Mari kita belajar dari 3 orang sahabat Rasulullah:
Abu Darda, Ibnu Masud, dan Abu Dujanah al-Anshari radhiyallahu anhum.
Mereka termasuk sahabat-sahabat Rasulullah yang senior.
Suatu
hari, Abu Darda berjalan bersama para sahabatnya. Di tengah jalan, ia
melihat seorang pendosa. Para sahabatnya yang lain mencaci orang itu.

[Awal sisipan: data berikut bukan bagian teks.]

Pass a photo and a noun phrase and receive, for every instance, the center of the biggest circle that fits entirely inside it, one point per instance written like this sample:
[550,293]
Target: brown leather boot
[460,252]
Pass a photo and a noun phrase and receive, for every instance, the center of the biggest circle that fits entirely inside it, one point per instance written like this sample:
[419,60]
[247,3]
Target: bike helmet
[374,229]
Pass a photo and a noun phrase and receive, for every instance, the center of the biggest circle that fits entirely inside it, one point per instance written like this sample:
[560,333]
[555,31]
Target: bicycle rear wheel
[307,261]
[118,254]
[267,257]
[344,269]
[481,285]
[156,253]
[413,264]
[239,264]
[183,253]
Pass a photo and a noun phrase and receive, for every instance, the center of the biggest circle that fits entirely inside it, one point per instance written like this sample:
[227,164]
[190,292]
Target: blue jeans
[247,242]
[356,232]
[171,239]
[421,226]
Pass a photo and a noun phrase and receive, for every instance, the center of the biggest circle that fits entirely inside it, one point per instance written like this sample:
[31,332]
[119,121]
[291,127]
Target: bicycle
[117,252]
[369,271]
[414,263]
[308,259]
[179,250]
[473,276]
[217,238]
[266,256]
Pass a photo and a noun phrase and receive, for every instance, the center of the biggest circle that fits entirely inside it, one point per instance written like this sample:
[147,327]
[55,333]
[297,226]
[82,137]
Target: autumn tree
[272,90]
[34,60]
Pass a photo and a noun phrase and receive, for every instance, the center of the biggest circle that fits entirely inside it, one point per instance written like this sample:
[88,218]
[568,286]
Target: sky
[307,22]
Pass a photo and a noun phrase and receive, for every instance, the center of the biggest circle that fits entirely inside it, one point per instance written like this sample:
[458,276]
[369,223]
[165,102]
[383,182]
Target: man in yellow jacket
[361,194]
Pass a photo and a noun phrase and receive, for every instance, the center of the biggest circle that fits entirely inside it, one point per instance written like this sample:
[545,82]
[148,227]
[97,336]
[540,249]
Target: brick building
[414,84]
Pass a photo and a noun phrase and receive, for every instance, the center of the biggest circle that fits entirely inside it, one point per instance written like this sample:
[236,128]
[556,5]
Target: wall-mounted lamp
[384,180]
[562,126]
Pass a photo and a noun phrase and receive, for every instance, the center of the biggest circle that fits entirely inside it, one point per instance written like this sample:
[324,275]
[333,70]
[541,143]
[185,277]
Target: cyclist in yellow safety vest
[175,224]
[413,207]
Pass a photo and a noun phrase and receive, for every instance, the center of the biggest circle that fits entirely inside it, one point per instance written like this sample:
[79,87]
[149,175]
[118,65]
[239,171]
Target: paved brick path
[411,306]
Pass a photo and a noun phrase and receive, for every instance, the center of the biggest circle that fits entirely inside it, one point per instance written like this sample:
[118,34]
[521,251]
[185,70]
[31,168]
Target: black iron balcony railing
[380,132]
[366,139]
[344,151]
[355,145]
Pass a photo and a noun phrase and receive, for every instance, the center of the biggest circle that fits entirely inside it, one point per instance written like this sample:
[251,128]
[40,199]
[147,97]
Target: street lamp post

Lalu Abu Darda berkata, ‘Bagaimana menurut kalian jika kalian
menemukan dosa itu pada hati kalian, apakah kalian akan
mengeluarkannya?’
Mereka menjawab, ‘Tentu saja’
Abu Darda berkata, ‘Makanya, janganlah kalian mencaci saudara kalian.
Sebaiknya pujilah Allah karena Dia-lah yang telah menyelamatkan kalian
dari dosa’.
Mereka bertanya, ‘Apakah engkau tidak membenci orang itu?’
Abu Darda menjawab, ‘Innama ubghidhu amalahu, fa idza tarokahu fa huwa
akhi -sesungguhnya yang aku benci adalah perbuatannya. Jika ia sudah
meninggalkan perbuatannya, maka ia tetap saudaraku’.
Lain
lagi dengan Ibnu Masud. Ia pernah berkata, ‘Jika kalian melihat
seseorang melakukan perbuatan dosa, maka janganlah kalian ikut-ikutan
menjadi backing syetan terhadap orang itu, dengan mengatakan, ‘Ya Allah,
balaslah perbuatannya. Ya Allah, laknatlah ia. Namun, mohonlah kepada
Allah agar kalian mendapatkan afiat (keselamatan dari dosa).
Sesungguhnya kita ini, para sahabat Nabi, tidak akan mengatakan sesuatu
terhadap seseorang sampai kita tahu tanda kematiannya. Jika akhir hidup
orang itu ditutup dengan kebaikan, maka tahulah kita bahwa ia sudah
mendapat kebaikan. Jika hidup orang itu berakhir dengan keburukan, maka
kita menjadi takut mendapat yang seperti itu’.
Begitulah
sikap mulia Abu Darda dan Ibnu Masud dalam menyikapi pelaku dosa.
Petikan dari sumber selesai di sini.